Source codes are the designs that make software and Internet sites function. They can take years of expensive research to develop. ZirMed, a privately held company of 16 employees, said its software would allow medical workers to forward medical claims data directly to insurance companies through the Internet.
A court affidavit alleges that Mr. Cullen told an employee he has the software but needed the source data to decipher it and offered to pay $5,000 for it and $5,000 at a later date. The employee turned the information over to the FBI, court papers said.
Police shoot, kill man in drug incident
JEFFERSONVILLE A Kentucky State Police trooper fatally shot a man during a drug arrest at a park in Montgomery County.
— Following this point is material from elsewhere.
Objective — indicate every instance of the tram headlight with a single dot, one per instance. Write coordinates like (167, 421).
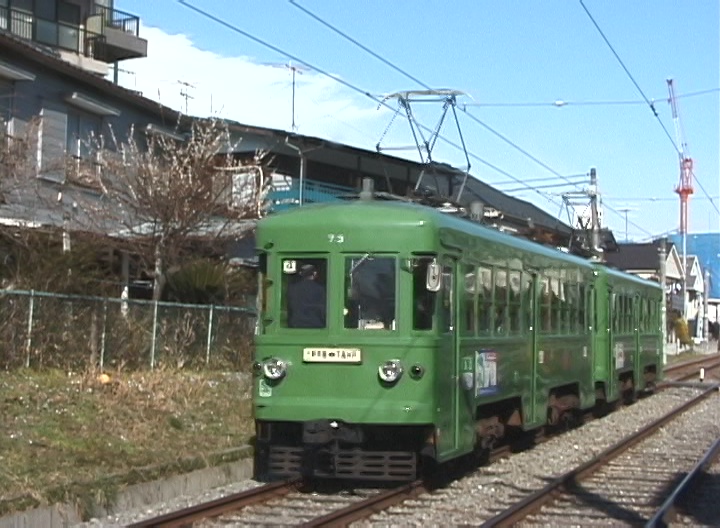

The man shot was identified as Armando Pena, 23, of Clay City, state police said in a statement Friday. Mr. Pena died at University of Kentucky Hospital in Lexington on Thursday evening, Fayette County Chief Deputy Coroner Steve McCown said.
Police said Mr. Pena was trying to sell 4 pounds of marijuana and 1 pound of a substance suspected to be cocaine to an undercover officer when uniformed police moved in to arrest him, said Lt. Kevin Payne, state police spokesman. Mr. Pena reached for his handgun and was shot once by Trooper Chad Carroll, Lt. Payne said.
Activist checks on dead, hurt dogs
JAMESTOWN A caretaker at the Russell County pound found at least seven dogs dead and four others wounded in what may have been an attempt to euthanize the animals, an animal-rights activist said.
Sue Hopper, president of the Animal Welfare League of Russell County, said that after the caretaker found the dogs Wednesday afternoon, she went to the animal pound and made a videotape showing the dead dogs in a pit.
One badly wounded dog was later euthanized and three others had less serious wounds, Ms. Hopper said.
She said Jeff Bryant, the county dog warden, was the only person at the facility with the authority to shoot the dogs. Mr. Bryant said he has not shot a dog as a form of euthanasia in up to three months.
The Humane Society of the United States considers it inhumane to shoot dogs as a method of euthanasia, said spokeswoman Kate Pullen.
Covenant against doctor is upheld
FRANKFORT A hospital in Harlan can enforce a restrictive covenant forbidding a former staff physician to practice medicine in its territory, the Kentucky Court of Appeals ruled Friday.
That reversed a Harlan County Circuit Court ruling that the covenant was void.
The case pits Appalachian Regional Healthcare Inc. against Dr. Ahmad H. Ahmad, whom it recruited to practice at its Daniel Boone Clinic in Harlan.
Dr. Ahmad, a Jordanian, was able to obtain a work visa because the federal government designated the region as a shortage area for doctors.
Dr. Ahmad and the hospital company signed a two-year contract in May 1994, and extended it in 1996. The relationship apparently deteriorated, and Dr. Ahmad was fired in April 1999.
Coincidentally, the General Assembly had just outlawed health-care restrictive covenants as unethical. But the law took effect in July 1994, two months after Dr. Ahmad's contract began, and was repealed in 1996, shortly after he signed an extension.
Harlan Circuit Judge Ron Johnson ruled that the covenant in Dr. Ahmad's contract had been rendered unenforceable. But the appeals court said the covenant was revived, like a phoenix rising from the ashes, when the law was repealed.